MBA Weekly Survey Mar. 31, 2021: Applications Drop 3rd Straight Week
Despite a slight decrease in mortgage interest rates—the first such decline in nearly two months—mortgage applications fell for the third straight week, the Mortgage Bankers Association reported Wednesday in its Weekly Mortgage Applications Survey for the week ending March 26.
The Market Composite Index decreased by 2.2 percent on a seasonally adjusted basis from one week earlier. On an unadjusted basis, the Index decreased by 2 percent compared to the previous week.
The unadjusted Refinance Index decreased by 3 percent from the previous week and was 32 percent lower than the same week one year ago. The refinance share of mortgage activity decreased to 60.6 percent of total applications from 60.9 percent the previous week.
Even purchase applications, which had shown resilience in the wake of rising interest rates, fell last week. The seasonally adjusted Purchase Index decreased by 2 percent from one week earlier. The unadjusted Purchase Index decreased by 1 percent compared to the previous week but was 39 percent higher than the same week one year ago.
The FHA share of total applications decreased to 11.3 percent from 11.7 percent the week prior. The VA share of total applications increased to 10.3 percent from 9.8 percent the week prior. The USDA share of total applications remained unchanged from 0.4 percent the week prior.
“After seven consecutive weeks of increasing mortgage rates, the 30-year fixed rate declined 3 basis points to 3.33 percent, which is still almost half a percentage point higher than the start of this year,” said Joel Kan, MBA Associate Vice President of Economic and Industry Forecasting. “Mortgage applications for refinances and home purchases both declined, but purchase activity was still convincingly higher than the pandemic-induced drop seen a year ago, as well as up 6 percent from the same week in March 2019.”
Kan said many prospective homebuyers this spring are feeling the effects of higher rates and rapidly accelerating home prices. “Record-low inventory is pushing home-price growth at double the rate from a year ago, and even above the 10 percent growth rates seen in 2005,” he said. “The housing market is in desperate need of more inventory to cool price growth and preserve affordability. Higher mortgage rates continue to shut down refinance activity, as the pool of borrowers who can benefit from a refinance further shrinks.”
MBA reported the average contract interest rate for 30-year fixed-rate mortgages with conforming loan balances ($548,250 or less) decreased to 3.33 percent from 3.36 percent, with points decreasing to 0.39 from 0.42 (including origination fee) for 80 percent loan-to-value ratio loans. The effective rate decreased from last week.

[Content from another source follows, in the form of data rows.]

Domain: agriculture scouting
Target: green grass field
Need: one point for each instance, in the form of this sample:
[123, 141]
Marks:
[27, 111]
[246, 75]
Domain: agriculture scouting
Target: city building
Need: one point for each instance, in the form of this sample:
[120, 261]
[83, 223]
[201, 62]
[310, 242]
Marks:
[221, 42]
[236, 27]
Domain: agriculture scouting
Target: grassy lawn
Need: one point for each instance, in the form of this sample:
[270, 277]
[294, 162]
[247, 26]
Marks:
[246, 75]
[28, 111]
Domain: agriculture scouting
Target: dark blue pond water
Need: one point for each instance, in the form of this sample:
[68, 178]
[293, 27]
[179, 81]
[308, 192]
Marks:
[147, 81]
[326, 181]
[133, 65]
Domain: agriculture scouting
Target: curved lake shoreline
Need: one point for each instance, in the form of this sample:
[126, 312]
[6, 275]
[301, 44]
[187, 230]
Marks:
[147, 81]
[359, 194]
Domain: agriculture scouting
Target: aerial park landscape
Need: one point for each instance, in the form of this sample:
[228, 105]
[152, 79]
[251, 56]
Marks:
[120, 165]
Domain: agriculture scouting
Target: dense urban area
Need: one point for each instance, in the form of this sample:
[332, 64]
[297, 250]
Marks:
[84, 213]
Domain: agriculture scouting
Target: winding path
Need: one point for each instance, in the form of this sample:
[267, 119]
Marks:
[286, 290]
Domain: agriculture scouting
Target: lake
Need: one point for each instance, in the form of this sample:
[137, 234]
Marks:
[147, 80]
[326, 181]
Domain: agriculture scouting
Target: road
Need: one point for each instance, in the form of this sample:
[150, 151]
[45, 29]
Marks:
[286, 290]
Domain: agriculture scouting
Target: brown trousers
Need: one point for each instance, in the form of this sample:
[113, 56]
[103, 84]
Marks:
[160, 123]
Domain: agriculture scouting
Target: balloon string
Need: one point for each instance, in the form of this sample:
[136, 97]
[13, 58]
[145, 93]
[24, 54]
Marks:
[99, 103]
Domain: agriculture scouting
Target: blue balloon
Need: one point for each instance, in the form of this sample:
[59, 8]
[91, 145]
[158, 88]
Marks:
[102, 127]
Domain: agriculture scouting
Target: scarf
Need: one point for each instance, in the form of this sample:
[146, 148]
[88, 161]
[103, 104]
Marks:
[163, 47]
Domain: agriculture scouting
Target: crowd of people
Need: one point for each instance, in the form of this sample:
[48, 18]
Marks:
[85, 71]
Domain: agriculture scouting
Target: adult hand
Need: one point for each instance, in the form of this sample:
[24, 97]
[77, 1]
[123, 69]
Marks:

The average contract interest rate for 30-year fixed-rate mortgages with jumbo loan balances (greater than $548,250) decreased to 3.34 percent from 3.40 percent, with points decreasing to 0.31 from 0.43 (including origination fee) for 80 percent LTV loans. The effective rate decreased from last week.
The average contract interest rate for 30-year fixed-rate mortgages backed by FHA decreased to 3.29 percent from 3.35 percent, with points decreasing to 0.34 from 0.41 (including origination fee) for 80 percent LTV loans. The effective rate decreased from last week.
The average contract interest rate for 15-year fixed-rate mortgages decreased to 2.71 percent from 2.72 percent, with points decreasing to 0.33 from 0.40 (including origination fee) for 80 percent LTV loans. The effective rate decreased from last week.
The average contract interest rate for 5/1 adjustable-rate mortgages increased to 2.85 percent from 2.79 percent, with points decreasing to 0.40 from 0.44 (including origination fee) for 80 percent LTV loans. The effective rate increased from last week.
The ARM share of activity increased to 3.4 percent of total applications.
The survey covers more than 75 percent of all U.S. retail and consumer direct residential mortgage applications and has been conducted weekly since 1990. Respondents include mortgage bankers, commercial banks and thrifts.